I have several servers. We want to set up new big service (word 'big' came from my boss).
I want to use two Cisco LoadBalancer ACE 4700, but what will it happen if one of ACE is down?
So I want to setup DNS loadbalancing between these two device.
My goal is protect against failure of one Load Balancer using DNS.
How to do? Is using Round robin a good or bad idea?
DNS round robin load balancing is good for spreading load but it is not good for failover or redundancy. The reason for this is that DNS records are cached, usually for many hours. If one of your load balancers goes down, 50% of your users will already have that IP address as the result for your domain and will keep using it until their cache expires.
I know that the Cisco CSS load balancers can be configured to act as a redundant pair so that each of them monitors the health of the other. Only one of them handles traffic at any given time but if that one goes down, the other one takes over immediately. You only need one IP address for this kind of setup.

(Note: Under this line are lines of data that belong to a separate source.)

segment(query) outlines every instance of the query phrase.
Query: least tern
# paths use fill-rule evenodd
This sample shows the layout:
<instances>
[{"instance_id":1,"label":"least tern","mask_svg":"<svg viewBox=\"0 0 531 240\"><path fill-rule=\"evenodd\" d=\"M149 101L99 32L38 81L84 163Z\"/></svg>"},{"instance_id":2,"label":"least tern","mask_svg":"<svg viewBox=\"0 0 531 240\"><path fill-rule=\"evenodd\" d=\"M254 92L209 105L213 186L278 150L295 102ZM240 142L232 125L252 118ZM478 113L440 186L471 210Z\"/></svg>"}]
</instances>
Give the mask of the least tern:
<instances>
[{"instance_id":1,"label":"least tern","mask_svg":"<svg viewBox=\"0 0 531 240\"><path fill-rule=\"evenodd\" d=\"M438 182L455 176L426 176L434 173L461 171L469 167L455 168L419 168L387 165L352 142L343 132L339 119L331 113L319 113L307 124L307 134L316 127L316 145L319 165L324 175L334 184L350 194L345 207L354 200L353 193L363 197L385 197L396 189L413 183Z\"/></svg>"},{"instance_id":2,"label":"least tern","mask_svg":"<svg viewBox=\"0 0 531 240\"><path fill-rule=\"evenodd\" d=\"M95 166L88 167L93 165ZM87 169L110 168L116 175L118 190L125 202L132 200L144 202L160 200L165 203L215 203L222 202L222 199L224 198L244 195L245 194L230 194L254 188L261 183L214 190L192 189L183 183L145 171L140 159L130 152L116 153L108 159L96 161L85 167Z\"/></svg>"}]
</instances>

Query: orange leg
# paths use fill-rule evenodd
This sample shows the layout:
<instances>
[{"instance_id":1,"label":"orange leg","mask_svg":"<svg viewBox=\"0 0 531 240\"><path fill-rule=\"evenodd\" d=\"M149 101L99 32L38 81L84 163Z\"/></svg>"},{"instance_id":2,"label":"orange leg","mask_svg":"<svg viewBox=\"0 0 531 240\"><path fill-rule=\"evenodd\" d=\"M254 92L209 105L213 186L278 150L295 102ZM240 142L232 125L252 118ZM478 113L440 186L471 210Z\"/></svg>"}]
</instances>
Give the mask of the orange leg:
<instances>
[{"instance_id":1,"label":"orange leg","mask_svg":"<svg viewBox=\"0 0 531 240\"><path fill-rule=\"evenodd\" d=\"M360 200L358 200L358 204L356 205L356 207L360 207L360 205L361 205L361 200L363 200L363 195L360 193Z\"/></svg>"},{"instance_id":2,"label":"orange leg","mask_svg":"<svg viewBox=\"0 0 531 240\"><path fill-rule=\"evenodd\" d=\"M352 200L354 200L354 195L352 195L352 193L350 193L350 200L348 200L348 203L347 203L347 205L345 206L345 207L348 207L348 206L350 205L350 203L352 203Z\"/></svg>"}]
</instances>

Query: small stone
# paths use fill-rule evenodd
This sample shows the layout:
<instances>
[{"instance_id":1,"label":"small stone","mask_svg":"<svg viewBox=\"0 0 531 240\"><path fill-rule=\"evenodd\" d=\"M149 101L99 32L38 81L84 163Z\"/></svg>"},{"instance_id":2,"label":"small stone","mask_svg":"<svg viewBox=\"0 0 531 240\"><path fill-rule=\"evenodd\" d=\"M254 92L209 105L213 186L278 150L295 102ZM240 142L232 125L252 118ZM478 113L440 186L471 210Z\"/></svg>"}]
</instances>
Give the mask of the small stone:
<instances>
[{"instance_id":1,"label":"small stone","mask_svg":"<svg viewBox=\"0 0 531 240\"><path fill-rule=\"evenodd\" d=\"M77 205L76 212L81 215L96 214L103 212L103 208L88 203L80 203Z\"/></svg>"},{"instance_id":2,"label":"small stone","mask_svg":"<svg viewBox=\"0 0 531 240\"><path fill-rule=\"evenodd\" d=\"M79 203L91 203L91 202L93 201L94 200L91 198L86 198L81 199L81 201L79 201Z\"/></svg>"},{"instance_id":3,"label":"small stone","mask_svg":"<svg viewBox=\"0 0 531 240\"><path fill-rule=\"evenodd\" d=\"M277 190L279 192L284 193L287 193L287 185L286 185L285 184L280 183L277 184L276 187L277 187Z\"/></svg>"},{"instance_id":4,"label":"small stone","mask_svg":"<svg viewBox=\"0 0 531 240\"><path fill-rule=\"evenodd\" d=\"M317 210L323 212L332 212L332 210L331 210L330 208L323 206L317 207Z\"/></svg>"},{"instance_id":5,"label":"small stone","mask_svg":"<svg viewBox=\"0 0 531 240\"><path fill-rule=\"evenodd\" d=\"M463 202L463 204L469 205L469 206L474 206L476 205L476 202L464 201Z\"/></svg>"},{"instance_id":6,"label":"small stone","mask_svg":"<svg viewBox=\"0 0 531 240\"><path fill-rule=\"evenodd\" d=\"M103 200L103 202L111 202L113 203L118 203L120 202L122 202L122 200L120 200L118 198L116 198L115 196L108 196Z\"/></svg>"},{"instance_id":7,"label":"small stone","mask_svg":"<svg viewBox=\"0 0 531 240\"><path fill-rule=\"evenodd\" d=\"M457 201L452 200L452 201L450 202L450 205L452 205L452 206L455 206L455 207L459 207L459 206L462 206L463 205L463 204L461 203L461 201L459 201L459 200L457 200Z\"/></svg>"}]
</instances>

I don't know about the ACE product line but I would be surprised if they couldn't do the same sort of thing. A quick Google suggests that it does support some kind of failover.
We do DNS load balancing(sharing would be the right word) and DNS failover using dnsmadeeasy.com service. So we have multiple records for same DNS names and in DNS made easy you can configure failover and monitoring and is is not expensive either. We have had this save us multiple times.
Here is the catch: If you are using session persistence in your user sessions, don't use DNS load balancing. Only use DNS failover and that works great too.
And to answer Ladadadada's concern, you can set ttl very low. We use 60 seconds for the ttl.
The Cisco ACE would typically (AFAIK) be deployed in an active-passive pair, so if one goes down, the other should take over. This is independent of DNS (DNS would just be another type of service being provided through the ACE). This would be suitable if both DNS servers are in the same data-center (or possibly metropolitan data-center).
One thing to bear in mind about an ACE (I imagine this will depend on your deployment), but if you need to know the client IP (perhaps you are doing split-DNS with different client views), then you will lose that visibility, and you would need to point internal and external clients to different (load-balanced/shared/redundant) servers (which is closer to best-practice for DNS anyway, as you'd want internal (recursing, caching) servers seperate from your external (authoritative) DNS servers.
Dynamic DNS updates will also be something to consider (where is the state in your cluster?)
Don't use DNS loadbalancing, because it cannot react to (un)availability of some device. Use VRRP instead of it (those two loadbalancers will share one IP and when master dies, slave will take this IP) and point your DNS records to that virtual IP.